Hi,
I am writing a post because I encountered an interesting question when using DESeq2. I want to analyze RNA-seq data gained from samples of two groups: control and treatment (inhibitor of a kinase). I want to perform differential expression analysis and find out what the main role of this kinase is. I know many people would do it based on fold change. However, I noticed that some genes have a very small baseMean, though they have a large fold change. I am more interested in the differential counts of genes than the fold change because some genes that have a large baseMean might have a huge influence on the cell even without a large fold change.
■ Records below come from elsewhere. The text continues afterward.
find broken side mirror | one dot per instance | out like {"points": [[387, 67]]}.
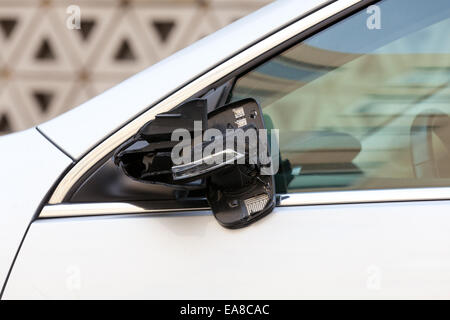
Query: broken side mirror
{"points": [[225, 153]]}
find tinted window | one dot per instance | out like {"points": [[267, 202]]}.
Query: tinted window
{"points": [[362, 107]]}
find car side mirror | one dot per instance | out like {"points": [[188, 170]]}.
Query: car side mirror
{"points": [[224, 153]]}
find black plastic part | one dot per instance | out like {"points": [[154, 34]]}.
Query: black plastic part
{"points": [[237, 192], [240, 194], [161, 128]]}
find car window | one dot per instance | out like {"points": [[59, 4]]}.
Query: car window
{"points": [[363, 104]]}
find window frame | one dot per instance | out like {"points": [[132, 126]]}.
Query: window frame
{"points": [[243, 62]]}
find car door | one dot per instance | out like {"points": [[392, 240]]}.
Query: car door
{"points": [[361, 104]]}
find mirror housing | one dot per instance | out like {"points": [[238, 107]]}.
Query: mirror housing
{"points": [[224, 152]]}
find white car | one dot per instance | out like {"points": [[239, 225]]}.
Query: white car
{"points": [[360, 94]]}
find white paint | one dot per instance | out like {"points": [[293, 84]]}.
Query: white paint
{"points": [[29, 166], [391, 250]]}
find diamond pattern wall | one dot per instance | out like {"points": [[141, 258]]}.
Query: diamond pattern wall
{"points": [[47, 68]]}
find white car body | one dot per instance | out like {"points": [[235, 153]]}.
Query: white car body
{"points": [[332, 248]]}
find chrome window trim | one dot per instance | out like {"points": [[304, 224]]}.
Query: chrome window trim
{"points": [[105, 208], [285, 200], [222, 70]]}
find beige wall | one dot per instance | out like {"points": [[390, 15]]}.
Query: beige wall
{"points": [[47, 68]]}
Also, in cells, living actually means a lot of chemical reactions going on. Suppose we have a molecule with a very large number in a cell, its number might be prevented from continuing to grow because of the regulatory networks within the cell - or if its number dropped, say four-fold in the cell, the cell would have died, which would make it harder to achieve as large a fold change as a molecule with a very small BaseMean, but this molecule is important. I tried to use baseMean * (2^(log2FoldChange) - 1) as an approximation of the count change, however, the baseMean would be the same for a gene even if the reference group changes, which would make my approximation less accurate when the baseMean becomes larger. But if there is a fold change, this software has estimated the mean of the control group, the mean of the treatment group, and the differential count. So I am writing to ask about the possibility of reporting these numbers in DESeq2. I believe it would help a lot of downstream lab work and benefit future biomedical discoveries. I have also attached key points about my current work in case you are interested and want to understand more about my question.
Best regards,
Yongqing Miao
key points of my work - Understanding the Role of Dual Leucine Zipper Kinase (DLK) in Neurotrophin Deprivation
- Analyzed RNA-seq data (30 million of single end 50 base pair reads per library) of interest (14 samples) from GSE95672 on the GEO webpage (cell: mice dorsal root ganglions, control: nerve growth factor (NGF) + dimethyl sulfoxide (DMSO), treatment 1: anti-NGF + DMSO, treatment 2: anti-NGF + DLK inhibitor (DLKi), culture time: 4 days)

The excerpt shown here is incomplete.